At first I store the options in a 2 dimentional table with a simple loop, in this table I store the name of the column a well as the name of the element under the column that has to be deleted.
After that I call the functions which open a txt file which is then transformed into an excel file, it is in this new excel file that the deletes have to be done.
I then reset the NbLignes variable as well as call new variables.
Here is where the issues begin, I thought that by iterating on the number of lines the new excel file has; the program was going to look for all of the instances of the word in the column and was going to delete them, but so far it will only do it 3 times.
I am totally lost as to what modify to be able to fix this.

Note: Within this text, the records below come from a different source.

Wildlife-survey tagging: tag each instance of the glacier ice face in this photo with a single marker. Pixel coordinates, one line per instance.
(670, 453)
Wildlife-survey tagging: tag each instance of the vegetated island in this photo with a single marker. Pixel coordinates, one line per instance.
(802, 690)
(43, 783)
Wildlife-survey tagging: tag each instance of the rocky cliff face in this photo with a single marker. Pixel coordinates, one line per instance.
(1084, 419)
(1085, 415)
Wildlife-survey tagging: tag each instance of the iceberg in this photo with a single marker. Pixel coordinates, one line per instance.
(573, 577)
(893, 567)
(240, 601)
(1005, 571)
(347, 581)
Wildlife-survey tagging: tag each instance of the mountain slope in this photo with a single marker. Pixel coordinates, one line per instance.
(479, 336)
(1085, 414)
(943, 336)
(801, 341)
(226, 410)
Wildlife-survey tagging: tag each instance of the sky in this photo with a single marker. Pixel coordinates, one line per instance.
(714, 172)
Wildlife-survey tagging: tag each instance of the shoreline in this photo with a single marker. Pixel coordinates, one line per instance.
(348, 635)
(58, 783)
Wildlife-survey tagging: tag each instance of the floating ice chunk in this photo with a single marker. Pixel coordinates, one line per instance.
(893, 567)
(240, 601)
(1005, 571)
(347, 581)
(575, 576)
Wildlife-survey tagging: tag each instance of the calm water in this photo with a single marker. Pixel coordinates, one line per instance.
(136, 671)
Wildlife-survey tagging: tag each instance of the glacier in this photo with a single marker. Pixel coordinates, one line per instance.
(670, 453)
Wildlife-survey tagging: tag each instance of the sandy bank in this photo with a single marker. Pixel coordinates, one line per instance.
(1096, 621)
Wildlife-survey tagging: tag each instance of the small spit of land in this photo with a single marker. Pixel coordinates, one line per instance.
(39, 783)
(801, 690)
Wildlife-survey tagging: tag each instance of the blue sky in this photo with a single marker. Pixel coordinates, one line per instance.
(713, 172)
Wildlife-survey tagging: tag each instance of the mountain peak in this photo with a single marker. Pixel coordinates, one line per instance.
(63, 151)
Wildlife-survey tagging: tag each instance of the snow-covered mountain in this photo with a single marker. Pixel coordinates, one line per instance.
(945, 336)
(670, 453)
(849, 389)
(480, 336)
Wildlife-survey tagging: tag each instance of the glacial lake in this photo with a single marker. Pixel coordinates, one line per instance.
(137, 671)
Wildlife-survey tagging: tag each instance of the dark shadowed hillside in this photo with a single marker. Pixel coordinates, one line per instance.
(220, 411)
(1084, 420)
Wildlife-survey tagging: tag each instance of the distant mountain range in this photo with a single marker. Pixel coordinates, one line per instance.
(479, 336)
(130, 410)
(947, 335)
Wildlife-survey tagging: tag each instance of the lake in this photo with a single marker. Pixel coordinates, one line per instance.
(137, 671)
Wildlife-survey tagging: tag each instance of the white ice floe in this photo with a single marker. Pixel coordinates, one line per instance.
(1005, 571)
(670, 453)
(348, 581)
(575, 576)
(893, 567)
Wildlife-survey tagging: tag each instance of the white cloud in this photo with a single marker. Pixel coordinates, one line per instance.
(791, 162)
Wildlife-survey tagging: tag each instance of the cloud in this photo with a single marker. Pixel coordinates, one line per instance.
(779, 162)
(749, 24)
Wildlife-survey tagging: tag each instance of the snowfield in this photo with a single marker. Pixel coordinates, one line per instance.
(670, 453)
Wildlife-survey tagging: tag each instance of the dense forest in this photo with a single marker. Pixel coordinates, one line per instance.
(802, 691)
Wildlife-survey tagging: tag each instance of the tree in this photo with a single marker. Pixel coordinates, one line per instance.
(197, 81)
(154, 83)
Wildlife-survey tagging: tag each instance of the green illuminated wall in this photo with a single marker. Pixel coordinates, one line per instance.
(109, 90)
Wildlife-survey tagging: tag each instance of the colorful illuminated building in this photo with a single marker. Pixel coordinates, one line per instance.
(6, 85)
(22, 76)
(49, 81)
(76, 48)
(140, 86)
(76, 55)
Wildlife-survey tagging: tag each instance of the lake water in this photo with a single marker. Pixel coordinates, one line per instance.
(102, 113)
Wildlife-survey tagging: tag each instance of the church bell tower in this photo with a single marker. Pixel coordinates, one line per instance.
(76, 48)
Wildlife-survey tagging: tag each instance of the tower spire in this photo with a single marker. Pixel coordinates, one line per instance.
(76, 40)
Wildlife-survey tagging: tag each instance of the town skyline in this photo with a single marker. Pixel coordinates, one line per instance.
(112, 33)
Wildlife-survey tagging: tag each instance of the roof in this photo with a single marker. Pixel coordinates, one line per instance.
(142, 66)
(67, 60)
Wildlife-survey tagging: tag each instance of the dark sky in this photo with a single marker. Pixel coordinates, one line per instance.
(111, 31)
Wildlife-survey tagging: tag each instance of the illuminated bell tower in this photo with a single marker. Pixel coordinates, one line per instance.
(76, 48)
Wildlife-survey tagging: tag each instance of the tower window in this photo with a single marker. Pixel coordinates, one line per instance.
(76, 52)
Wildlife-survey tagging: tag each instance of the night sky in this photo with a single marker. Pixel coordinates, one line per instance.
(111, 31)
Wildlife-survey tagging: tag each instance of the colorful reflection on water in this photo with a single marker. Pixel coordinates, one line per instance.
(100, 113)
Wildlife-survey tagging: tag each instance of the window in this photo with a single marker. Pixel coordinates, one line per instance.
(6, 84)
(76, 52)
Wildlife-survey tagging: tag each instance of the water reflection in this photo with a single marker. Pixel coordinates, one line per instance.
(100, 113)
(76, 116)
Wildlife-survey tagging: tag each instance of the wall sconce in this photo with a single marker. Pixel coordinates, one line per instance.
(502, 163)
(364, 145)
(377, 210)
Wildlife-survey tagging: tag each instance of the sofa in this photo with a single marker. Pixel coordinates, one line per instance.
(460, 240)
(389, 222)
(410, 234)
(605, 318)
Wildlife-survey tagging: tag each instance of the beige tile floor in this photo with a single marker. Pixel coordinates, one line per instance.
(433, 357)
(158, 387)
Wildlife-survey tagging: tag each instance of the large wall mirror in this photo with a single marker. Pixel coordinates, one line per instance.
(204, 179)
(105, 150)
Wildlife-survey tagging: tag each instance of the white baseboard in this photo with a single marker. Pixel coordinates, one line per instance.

Here is what the config table looks like, this is what the user can modify to specify what to delete, it is also what I store inside of the 2d Table:
User can add as many columns and names as needed
EDIT: What the code does now after updating is that it deletes all the elements that have the same name as the first one in the image (fun_h_opcomp), the expected outcome would be that as soon as all those elements are deleted, the program should then pass on to the next one (fun_b_pterm) and so on.
Of course the i was just an Example for that counter and you must use your newCtr counter here, and FirstRow must be set to a value.
Const FirstRow As Long = 1
Dim newCtr As Long 'always use Long for row counting
For newCtr = NbLignes To FirstRow Step -1
Set rng = rngHeaders.Find(Table(newCtr, 1))
If Table(newCtr, 1) = rng Then
MsgBox "All is gud!!"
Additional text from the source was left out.